Although Novak bears a striking resemblance to Sterling Archer, in both appearance and demeanor, Archer’s skill level in the field supersedes Novak’s skill set by more than a mile. To Novak’s advantage, though? An awesome stripper name.      (synopsis Indiewire)

I am a man who lived through and loved the ’80s.

I listened to the songs of Duran Duran and Tears For Fears, managed to not break any windows when I threw my maddening Rubik’s Cube as far away from me as possible, witnessed the end of the Cold War, survived the split of ABBA and happily wore stonewashed jeans hypercolour T-shirts (and bright red men’s sandals).

It was a happy decade, one that I seem to constantly re-visit in the best possible way any time songs by La Roux and Lady Gaga are played or TV shows like The Goldbergs show an episode, and now I get to experience the Miami Vice-inspired colours and sensibility in Comedy Central’s new animated masterpiece Moonbeam City.

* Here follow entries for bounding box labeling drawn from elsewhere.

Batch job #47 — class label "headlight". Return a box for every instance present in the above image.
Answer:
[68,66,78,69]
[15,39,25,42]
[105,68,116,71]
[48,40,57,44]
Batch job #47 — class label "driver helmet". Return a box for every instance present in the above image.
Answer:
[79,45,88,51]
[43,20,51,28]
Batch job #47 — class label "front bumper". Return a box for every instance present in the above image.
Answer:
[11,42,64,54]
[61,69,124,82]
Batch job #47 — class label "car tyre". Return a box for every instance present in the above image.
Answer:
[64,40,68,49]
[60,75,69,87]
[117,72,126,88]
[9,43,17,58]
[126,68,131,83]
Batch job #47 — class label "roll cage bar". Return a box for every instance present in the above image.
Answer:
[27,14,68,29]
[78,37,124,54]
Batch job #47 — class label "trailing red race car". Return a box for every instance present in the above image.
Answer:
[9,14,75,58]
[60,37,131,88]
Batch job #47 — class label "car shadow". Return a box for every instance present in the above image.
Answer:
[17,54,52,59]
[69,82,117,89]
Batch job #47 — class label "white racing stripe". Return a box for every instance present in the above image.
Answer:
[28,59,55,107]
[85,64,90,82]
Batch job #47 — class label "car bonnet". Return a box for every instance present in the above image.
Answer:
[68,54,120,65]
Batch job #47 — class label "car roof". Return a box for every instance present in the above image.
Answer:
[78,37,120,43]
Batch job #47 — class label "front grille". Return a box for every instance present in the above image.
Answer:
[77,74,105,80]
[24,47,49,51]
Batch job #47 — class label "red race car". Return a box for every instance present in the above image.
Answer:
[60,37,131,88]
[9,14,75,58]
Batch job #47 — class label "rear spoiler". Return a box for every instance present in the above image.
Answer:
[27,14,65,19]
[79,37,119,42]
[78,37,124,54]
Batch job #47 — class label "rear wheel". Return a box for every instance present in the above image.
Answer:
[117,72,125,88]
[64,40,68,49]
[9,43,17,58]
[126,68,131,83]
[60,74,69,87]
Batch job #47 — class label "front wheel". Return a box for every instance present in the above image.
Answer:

Scheduled for a premiere in 2015, and written by Funny or Die‘s Scott Gairdner, it centres on a detective working in the titular Moonbeam City, dubbed “America’s most fluorescent metropolis”, who is more adept at looking fashionable and having a good time than actually, you know, solving crime.

With a soundtrack provided by synth pop group Night Club, and according to Cartoon Brew, “a striking visual style that consciously references the iconic early-Eighties illustrator Patrick Nagel“, Moonbeam City looks like a gloriously technicolour hilarious homage a decade that is going to delight and muse my ’80s loving soul no end.

Bring on the animated shoulder pads, I’m ready for all the absurdist fluorescent mirth you can throw at me!